Через два часа я выйду на дощатый помост, в центре которого установлен шест для стриптиза, и мы покажем эту сцену. Жадными и любящими своими руками я потяну через голову яркую желтую рубашку. Волосы белые, выцветшие, как вологодский лен, и волосы черные, как у молдавской цыганки. Обнаженное тело - словно куски парчи. Как я люблю тебя, Саня! Как я люблю твою шею, твои руки, каждый волосок на твоей груди. Как я люблю, когда ты аккуратно по-деревенски снимаешь с меня мою одежду. Как ты расчетливо медлителен и точен, как во время замедленных съемок. А электричество по-прежнему подключено к моему телу, и его бьет дрожь, даже при простой мысли о тебе. Дрожь, которую на подмостках по желанию не сыграешь... Мы медленно, до самого конца покажем зрителю, сидящему с открытым ртом, всю сцену и, если надо, покажем ее до самого конца, до финала. Мне не привыкать ни к чему, я, готовая на все, наклонюсь, опершись на шест для стриптиза, перед молодым и на все готовым фавном ... Писатель хоть как-то должен зарабатывать, чтобы писать дневники, пьесы и стихи.
О, Пьеро!.. О целый сонм увлечений великого поэта! Тени, сохранившиеся в жизни только потому, что они соприкоснулись с судьбой поэта и оставили в его стихах и дневниках свой птичий след. Что же первично, поэзия или любовь? Нет и никогда не существовало продажной любви, продавалось только тело, а душа молчала, содрогаясь...

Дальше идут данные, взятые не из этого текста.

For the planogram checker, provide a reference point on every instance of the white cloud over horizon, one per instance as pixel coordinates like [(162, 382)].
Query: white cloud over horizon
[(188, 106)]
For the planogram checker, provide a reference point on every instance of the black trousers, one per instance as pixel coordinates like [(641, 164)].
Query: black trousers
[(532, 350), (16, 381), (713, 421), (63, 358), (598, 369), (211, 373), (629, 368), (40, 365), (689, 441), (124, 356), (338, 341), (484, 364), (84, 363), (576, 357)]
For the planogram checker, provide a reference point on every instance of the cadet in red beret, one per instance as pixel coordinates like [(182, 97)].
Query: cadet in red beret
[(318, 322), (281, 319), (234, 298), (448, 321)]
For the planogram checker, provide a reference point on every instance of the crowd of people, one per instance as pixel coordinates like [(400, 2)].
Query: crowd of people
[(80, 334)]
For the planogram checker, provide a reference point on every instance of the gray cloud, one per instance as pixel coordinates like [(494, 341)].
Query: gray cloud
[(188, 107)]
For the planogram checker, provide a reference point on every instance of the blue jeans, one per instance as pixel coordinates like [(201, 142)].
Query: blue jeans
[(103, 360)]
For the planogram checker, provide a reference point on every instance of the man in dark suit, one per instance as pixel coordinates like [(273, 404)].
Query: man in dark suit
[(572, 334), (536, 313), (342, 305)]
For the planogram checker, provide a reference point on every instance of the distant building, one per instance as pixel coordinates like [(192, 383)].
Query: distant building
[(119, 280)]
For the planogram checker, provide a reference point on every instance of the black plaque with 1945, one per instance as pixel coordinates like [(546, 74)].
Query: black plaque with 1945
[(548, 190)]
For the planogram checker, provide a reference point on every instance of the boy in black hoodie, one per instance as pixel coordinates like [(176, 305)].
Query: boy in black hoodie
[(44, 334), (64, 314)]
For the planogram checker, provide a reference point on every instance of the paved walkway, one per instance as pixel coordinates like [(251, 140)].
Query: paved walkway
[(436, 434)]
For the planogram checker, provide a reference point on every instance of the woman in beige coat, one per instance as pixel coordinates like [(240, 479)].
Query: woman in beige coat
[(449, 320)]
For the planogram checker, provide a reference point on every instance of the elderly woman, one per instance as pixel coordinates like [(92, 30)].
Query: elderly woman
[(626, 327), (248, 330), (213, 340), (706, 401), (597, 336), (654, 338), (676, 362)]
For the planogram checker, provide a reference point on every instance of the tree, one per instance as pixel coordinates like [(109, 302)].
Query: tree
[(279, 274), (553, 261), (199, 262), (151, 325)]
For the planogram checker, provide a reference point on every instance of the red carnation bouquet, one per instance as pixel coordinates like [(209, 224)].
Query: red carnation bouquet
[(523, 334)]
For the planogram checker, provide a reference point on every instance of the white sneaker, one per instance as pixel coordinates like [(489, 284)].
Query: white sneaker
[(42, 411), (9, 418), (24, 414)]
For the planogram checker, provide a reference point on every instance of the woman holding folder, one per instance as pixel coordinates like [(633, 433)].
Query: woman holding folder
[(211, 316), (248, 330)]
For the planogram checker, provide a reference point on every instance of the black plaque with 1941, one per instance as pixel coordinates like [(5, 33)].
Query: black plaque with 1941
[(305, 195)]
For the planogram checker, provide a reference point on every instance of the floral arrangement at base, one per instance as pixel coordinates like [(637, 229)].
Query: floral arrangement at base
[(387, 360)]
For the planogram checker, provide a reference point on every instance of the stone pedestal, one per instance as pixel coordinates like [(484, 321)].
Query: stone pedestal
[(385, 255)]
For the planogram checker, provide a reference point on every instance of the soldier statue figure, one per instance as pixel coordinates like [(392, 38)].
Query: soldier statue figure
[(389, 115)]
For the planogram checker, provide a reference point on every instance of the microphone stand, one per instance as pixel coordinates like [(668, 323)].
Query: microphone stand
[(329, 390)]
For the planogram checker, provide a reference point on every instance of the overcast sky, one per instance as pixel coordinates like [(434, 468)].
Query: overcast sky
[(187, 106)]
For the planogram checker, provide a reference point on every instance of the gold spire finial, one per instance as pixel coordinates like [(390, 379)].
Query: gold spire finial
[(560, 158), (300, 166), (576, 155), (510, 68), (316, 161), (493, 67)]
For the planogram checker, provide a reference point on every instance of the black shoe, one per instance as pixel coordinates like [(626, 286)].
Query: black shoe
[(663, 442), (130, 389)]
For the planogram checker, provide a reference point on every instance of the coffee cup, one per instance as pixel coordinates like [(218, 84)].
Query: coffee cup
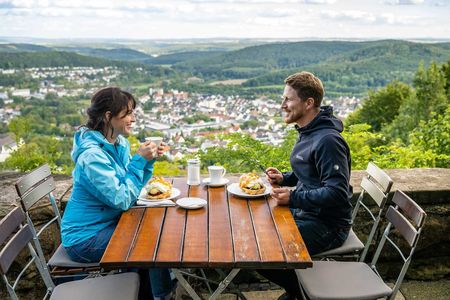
[(157, 140), (216, 173)]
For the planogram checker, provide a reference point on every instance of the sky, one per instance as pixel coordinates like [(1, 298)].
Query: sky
[(179, 19)]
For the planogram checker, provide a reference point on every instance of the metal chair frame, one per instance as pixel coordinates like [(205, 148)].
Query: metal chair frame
[(377, 184), (407, 218), (32, 188), (16, 235)]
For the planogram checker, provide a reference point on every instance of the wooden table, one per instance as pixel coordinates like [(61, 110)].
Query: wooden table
[(229, 233)]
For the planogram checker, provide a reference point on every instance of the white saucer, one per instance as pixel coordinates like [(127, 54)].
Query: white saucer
[(191, 202), (222, 182)]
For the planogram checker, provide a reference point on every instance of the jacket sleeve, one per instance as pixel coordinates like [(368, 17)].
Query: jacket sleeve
[(289, 179), (116, 191), (331, 160)]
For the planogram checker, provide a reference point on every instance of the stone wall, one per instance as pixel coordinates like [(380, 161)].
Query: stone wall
[(430, 188)]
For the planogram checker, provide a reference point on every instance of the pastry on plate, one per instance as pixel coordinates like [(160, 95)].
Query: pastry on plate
[(251, 184), (158, 188)]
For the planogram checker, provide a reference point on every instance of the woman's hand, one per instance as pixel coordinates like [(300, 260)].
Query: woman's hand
[(147, 150), (274, 176), (161, 149)]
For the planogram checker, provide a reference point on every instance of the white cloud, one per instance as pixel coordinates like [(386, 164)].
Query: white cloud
[(404, 2), (223, 18)]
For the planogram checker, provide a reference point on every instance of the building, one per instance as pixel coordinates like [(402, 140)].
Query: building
[(7, 145)]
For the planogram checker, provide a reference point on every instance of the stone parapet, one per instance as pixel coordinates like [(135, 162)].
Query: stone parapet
[(430, 188)]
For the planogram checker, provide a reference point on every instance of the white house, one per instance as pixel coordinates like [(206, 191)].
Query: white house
[(7, 145)]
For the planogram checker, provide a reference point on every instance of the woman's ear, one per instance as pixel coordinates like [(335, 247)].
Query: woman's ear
[(107, 116), (310, 102)]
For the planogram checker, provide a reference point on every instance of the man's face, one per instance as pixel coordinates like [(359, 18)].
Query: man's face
[(294, 109)]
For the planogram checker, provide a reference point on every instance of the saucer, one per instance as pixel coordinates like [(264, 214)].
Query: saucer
[(191, 202), (222, 182)]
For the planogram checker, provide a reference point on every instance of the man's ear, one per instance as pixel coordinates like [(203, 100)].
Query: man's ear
[(310, 103)]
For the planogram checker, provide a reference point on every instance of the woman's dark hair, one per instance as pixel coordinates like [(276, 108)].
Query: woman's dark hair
[(111, 99)]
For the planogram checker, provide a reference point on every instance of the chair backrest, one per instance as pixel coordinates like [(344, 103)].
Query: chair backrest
[(408, 219), (377, 185), (32, 188), (14, 237)]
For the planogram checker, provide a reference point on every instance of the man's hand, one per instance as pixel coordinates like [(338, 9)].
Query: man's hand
[(274, 176), (281, 195)]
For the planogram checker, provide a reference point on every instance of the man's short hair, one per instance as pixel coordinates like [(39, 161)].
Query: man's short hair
[(307, 86)]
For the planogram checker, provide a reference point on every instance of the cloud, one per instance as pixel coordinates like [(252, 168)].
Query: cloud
[(403, 2), (364, 17)]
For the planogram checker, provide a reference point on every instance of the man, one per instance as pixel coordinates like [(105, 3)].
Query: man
[(321, 165)]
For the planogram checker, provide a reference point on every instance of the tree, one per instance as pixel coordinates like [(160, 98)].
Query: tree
[(430, 96), (381, 107), (20, 126), (434, 136)]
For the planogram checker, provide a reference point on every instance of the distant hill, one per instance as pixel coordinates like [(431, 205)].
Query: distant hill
[(373, 65), (256, 60), (125, 54), (114, 54), (52, 59), (180, 57), (338, 55), (23, 48)]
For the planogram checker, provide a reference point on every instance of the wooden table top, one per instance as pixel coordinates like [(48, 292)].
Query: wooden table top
[(230, 232)]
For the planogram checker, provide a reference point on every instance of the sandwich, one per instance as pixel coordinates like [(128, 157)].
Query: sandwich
[(251, 184), (158, 188)]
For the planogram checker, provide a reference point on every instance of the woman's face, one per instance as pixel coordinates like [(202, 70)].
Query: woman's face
[(123, 122)]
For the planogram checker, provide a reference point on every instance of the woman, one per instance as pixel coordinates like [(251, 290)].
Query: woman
[(107, 181)]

Я лечу и, словно во время детской игры "в салочки", пятнаю пролетающие мимо облака. Я лечу в московско-лужковском, еще не приватизированном небе, полном угара и канцерогенных выхлопов. Я лечу среди смрада фаст-фуда и формалина, которым накачивают, чтобы дольше хранились покойники, среди клубов поднимающейся с земли летней пыли и в сонме коротковолновых излучений. Я лечу среди тысяч телефонных разговоров по мобильной связи и десятка электрических потоков, направляемых, как диверсия, в телеприемники обывателей. Я лечу над новыми зданиями, над еще не обрушившимися куполами и старыми, еще не захваченными кладбищами и рынками. Я лечу, молодая влюбленная женщина, со своей непростой и не нужной никому литературой. Я вспоминаю, разгоряченная горячим воздухом конца дня, бьющим мне в лицо, только что случившееся и все не могу успокоиться, чтобы перейти в другой ритм. В ритм сосредоточенной жизни писателя, который будет теперь преследовать меня всю жизнь. Я понимаю, что в моей традиционной для многих студентов Лита повести, - о самом Литературном институте и жизни в нем, - довольно уязвимый конец. Какая-то вязкость наступила с приходом классиков, слишком много литературных реминисценций, совпадений, внутренних цитат. Да и вообще, что хочет писатель, что предлагает ему судьба для воплощения, - только собственные знания о самом себе. Каждый пишет, как он дышит. Я понимаю, что ни к чему здесь под финал и рыдания горнов, и всякие цитаты, но я постоянно задаюсь одним и тем же вопросом. Откуда?